Microsoft has taken the wraps off a platform preview of Internet Explorer 9.
At the company's MIX10 conference in Las Vegas, IE general manager Dean
Hachamovitch unveiled the new web browser which includes expanded support for
HTML5, hardware-accelerated graphics and text and a new JavaScript engine, which
can support multi-core processors.
"Internet Explorer 9 is the first browser to take standard web patterns that
developers use and run them better on modern PCs through Windows," said
Hachamovitch.
According to Microsoft, IE9 conforms to several HTML5 specifications,
including CSS3, Scalable Vector Graphics (SVG), XHTML parsing, and the video and
audio tags using industry-standard (H.264/MPEG4 and MP3/AAC) codecs, among
others.
The announcement was welcome news to Philippe Le Hegaret, domain leader of
the open standards group W3C, who said that he was "very happy with Microsoft's
commitment to the HTML Working Group and to HTML5".

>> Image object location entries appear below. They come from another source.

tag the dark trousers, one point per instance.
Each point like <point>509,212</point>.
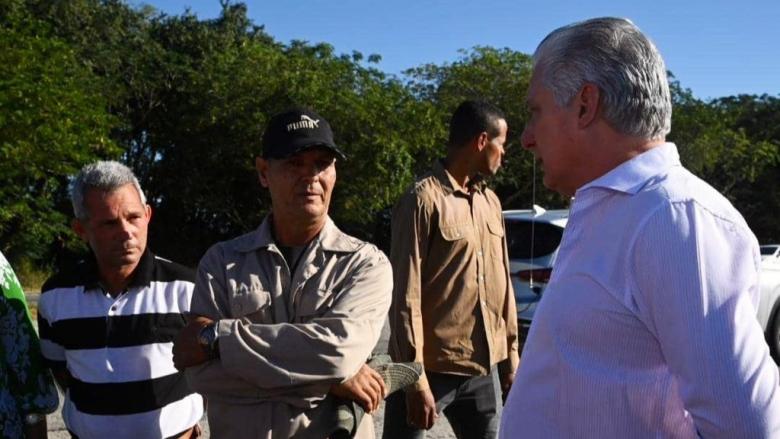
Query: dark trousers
<point>472,406</point>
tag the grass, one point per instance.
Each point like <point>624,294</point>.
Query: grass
<point>31,278</point>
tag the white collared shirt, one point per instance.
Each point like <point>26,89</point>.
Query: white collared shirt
<point>648,326</point>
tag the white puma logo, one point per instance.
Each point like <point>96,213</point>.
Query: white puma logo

Furthermore, Redmond said it is contributing to the development of new
features and enhancements in the jQuery JavaScript Library which aims to help
improve the development process of standards-based web applications. Microsoft
said it will actively promote the Library by packaging it with Visual Studio
2010 and ASP.NET MVC 2.
It also announced the release of new software development kits for the Open
Data Protocol (OData), an HTTP and Atom-based based system compatible with
several programming languages and platforms including .NET, Java, PHP,
Objective-C and JavaScript.
Developers can download the Internet Explorer 9 Platform Preview
here and will be able
to track the progress of development with new code refreshes approximately every
eight weeks leading up to the beta release.